The T.ToPILImage transform converts the PyTorch tensor to a PIL image with the channel dimension at the end and scales the pixel values up to int8. Then, since we can pass any callable into T.Compose, we pass in the np.array() constructor to convert the PIL image to NumPy. Not too bad!

Functional Transforms

As we’ve now seen, not all TorchVision transforms are callable classes. In fact, TorchVision comes with a bunch of nice functional transforms that you’re free to use. If you look at the torchvision.transforms code, you’ll see that almost all of the real work is being passed off to functional transforms.

For example, here’s the functional version of the resize logic we’ve already seen:

import torchvision.transforms.functional as F

F.resize(img, 256).size

# Expected result
# (385, 256)

It does the same work, but you have to pass additional arguments in when you call it. My advice: use functional transforms for writing custom transform classes, but in your pre-processing logic, use callable classes or single-argument functions that you can compose.

At this point, we know enough about TorchVision transforms to write one of our own.

Custom Transforms

Let’s write a custom transform that erases the top left corner of an image with the color of a randomly selected pixel.

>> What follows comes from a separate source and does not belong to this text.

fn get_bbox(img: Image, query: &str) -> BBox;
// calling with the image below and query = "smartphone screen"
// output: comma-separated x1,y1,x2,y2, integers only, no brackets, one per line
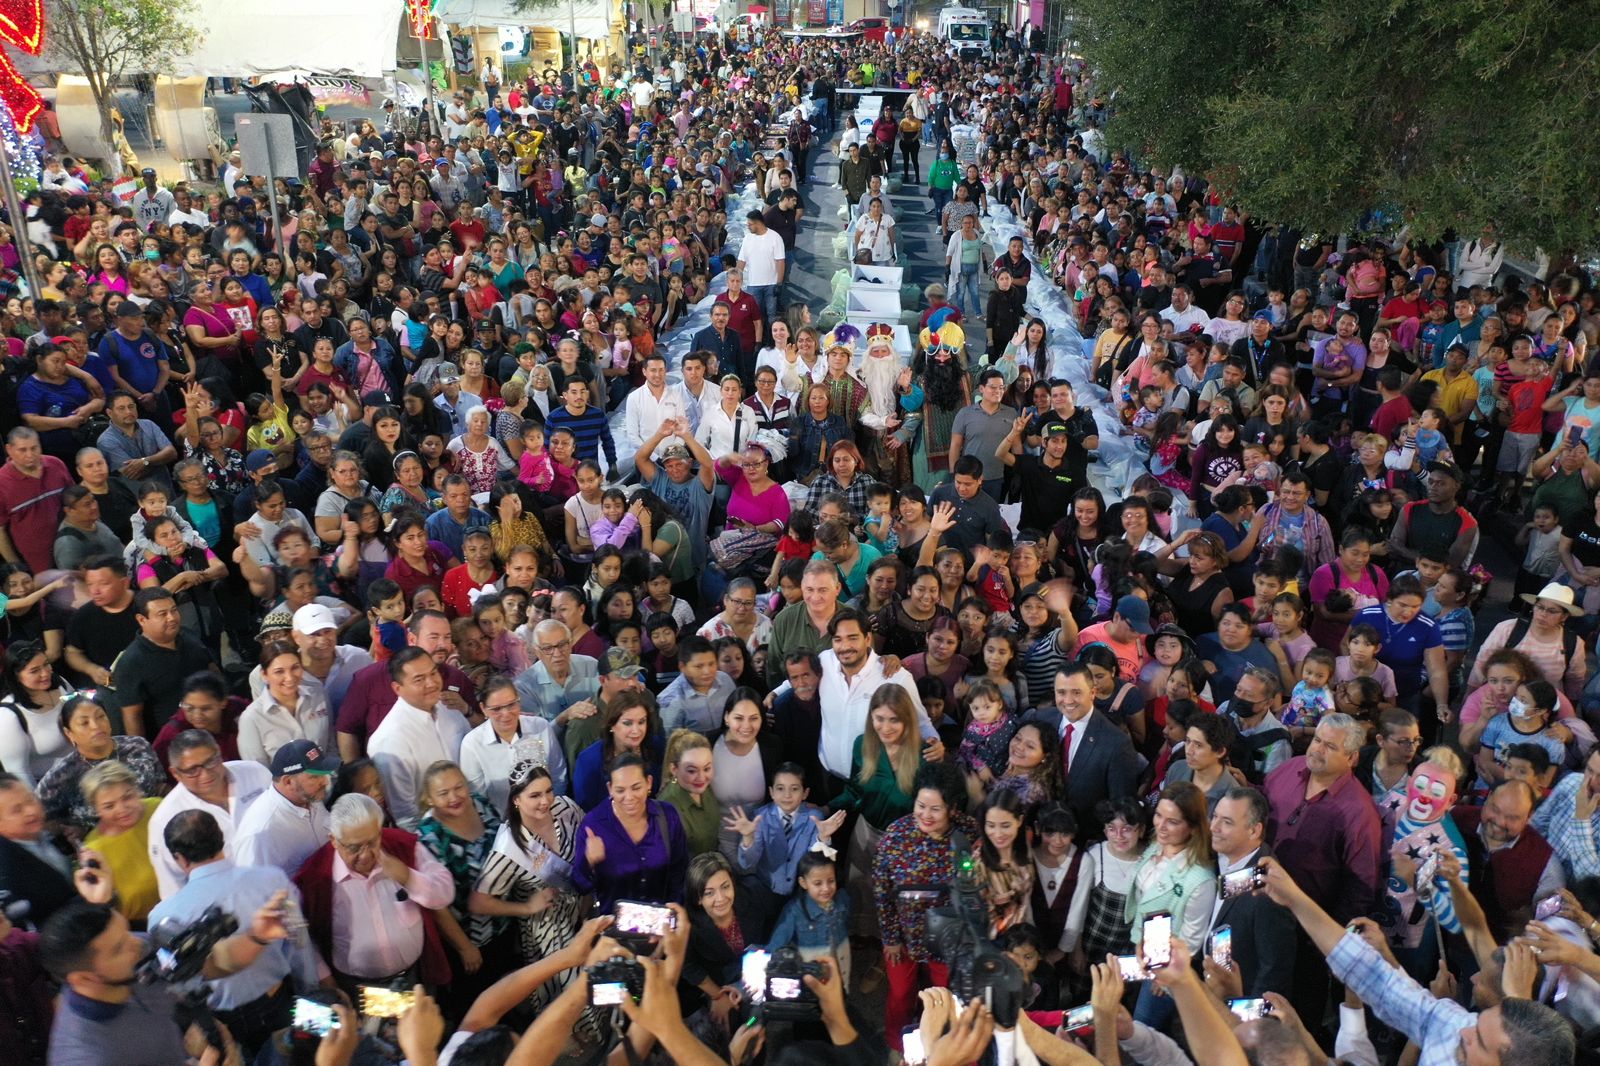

We’ll use the F.erase() function and we’ll allow the caller to specify what how many pixels they want to erase in both directions:

import torch

class TopLeftCornerErase:
    def __init__(self, n_pixels: int):
        self.n_pixels = n_pixels
    
    def __call__(self, img: torch.Tensor) -> torch.Tensor:
        all_pixels = img.reshape(3, -1).transpose(1, 0)
        idx = torch.randint(len(all_pixels), (1,))[0]
        random_pixel = all_pixels[idx][:, None, None]
        return F.erase(img, 0, 0, self.n_pixels, self.n_pixels, random_pixel)

In the constructor, all we do is take the number of pixels as a parameter from the caller. The magic happens in the __call__() method:

Create a reshaped view of the image tensor as a (n_pixels, 3) tensor
Randomly select a pixel index using torch.randint()
Add two dummy dimensions to the tensor. This is because F.erase() and to the image, which has these two dimensions.
Call and return F.erase(), which takes five arguments: the tensor, the i coordinate to start at, the j coordinate to start at, the height of the box to erase, the width of the box to erase and the random pixel.

We can apply this custom transform just like any other transform. Let’s use T.Compose to both apply this erase transform and then convert it to NumPy for plotting:

torchvision transforms on a cat with corner erased

torch.manual_seed(1)

erase = T.Compose([
    TopLeftCornerErase(100),
    reverse_preprocess,
])

plt.imshow(erase(x));

We’ve seen this type of transform composition multiple times now. One thing that is important to point out is that you need to call torch.manual_seed() if you want a deterministic (and therefore reproducible) result for any TorchVision transform that has random behavior in it. This is new as of version 0.8.0.

And that’s about all there is to know about TorchVision transforms! They’re lightweight and flexible, but using them will make your image preprocessing code much easier to reason about.